Şöyle ki; robota yapması gereken en basit görev için dahi rastgele farklılıkları olan yazılımlar yüklenip teste tabi tutmanız gerekiyor. Tüm bu yazılımlar içinden en başarılı olanları seçip geri kalanları elediğinizde ve yazılım kodlarında rastgele değişim ve çaprazlama yöntemlerini uyguladığınızda en başarılı olan kombinasyonları seçmeye devam ediyorsunuz. Bu sayede robot, daha karmaşık görevler verildikçe her görevi başarıyla tamamlamasını sağlayan optimum yazılım kombinasyonuna doğru evrimleşmiş oluyor ve siz, tıpkı doğadaki evrime benzer bir şekilde çevreyle en uyumlu teknolojiyi üretmiş oluyorsunuz. Bunun ileri aşaması ise fiziksel olarak evrimleşebilen robot teknolojilerini (donanım) üretmek. Henüz emekleme aşamasında olan bu teknoloji, ileri yapay zekâ ve kendi kendini kopyalayabilen makinalar ile birleştirilebilirse, düşünebilen, algılayabilen (kısaca öz farkındalığa sahip) ve çoğalabilen robotların ortaya çıkmasına neden olabilir. Hem bu sayede, yalnızca deneme-yanılma yoluyla değil; gerçek manada öğrenerek hareket edebilen robotların ortaya çıkışını da hızlandırabiliriz.

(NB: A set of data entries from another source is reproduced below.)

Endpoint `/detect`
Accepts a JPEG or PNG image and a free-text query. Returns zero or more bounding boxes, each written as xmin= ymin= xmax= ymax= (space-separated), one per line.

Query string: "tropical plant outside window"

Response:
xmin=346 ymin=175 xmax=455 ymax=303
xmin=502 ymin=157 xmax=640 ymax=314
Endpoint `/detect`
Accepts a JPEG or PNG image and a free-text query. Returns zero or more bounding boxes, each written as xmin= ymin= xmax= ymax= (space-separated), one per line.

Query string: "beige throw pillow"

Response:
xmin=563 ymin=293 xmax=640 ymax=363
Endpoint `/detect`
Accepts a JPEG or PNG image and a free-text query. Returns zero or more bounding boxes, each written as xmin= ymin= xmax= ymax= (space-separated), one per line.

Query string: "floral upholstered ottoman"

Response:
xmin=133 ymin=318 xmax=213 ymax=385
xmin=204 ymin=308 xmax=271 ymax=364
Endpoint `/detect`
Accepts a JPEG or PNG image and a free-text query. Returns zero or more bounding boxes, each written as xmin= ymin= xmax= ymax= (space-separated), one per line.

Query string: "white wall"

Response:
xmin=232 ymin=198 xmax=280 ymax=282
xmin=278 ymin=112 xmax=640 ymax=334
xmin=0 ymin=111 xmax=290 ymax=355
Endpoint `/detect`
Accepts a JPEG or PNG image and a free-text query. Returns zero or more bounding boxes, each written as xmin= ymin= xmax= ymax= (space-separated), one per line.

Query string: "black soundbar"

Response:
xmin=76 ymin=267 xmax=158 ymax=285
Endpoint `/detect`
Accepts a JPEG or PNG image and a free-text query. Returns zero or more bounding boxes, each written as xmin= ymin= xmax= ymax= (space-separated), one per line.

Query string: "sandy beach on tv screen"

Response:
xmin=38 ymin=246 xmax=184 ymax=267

Sonuç olarak, doğanın evrim mekanizmaları karşımıza çıkan problemleri aşmamızda bize en uygun çözümü bulmamızı sağlayan süreçleri içerir. Evrimsel süreçle birlikte ilerleyecek olan teknolojik buluşlar, ekosisteme zarar vermeyen –yani çevreyle uyumlu ve sürdürülebilir– gelişmeleri hayatımıza dahil edebilir ve hem çevreyi hem de kendimizi fiziksel ve mental olarak geliştirmemizi sağlayacak mekanizmaları ortaya çıkarabilir. O halde soruyoruz: İnsanlığı ileriye taşıyabilecek teknolojiler geliştiriliyor ve dünya gün geçtikçe değişiyor. Biz buna ne kadar hazırız?

Bu yazı, büyük oranda, Evrim Ağacı web sitesinde (www.evrimagaci.org) yer alan “Evrimi Destekleyen/Kullanan Bilimler- 9: Mühendislik, Biyomühendislik, Biyomimikri” isimli makaleye dayanılarak hazırlanmıştır.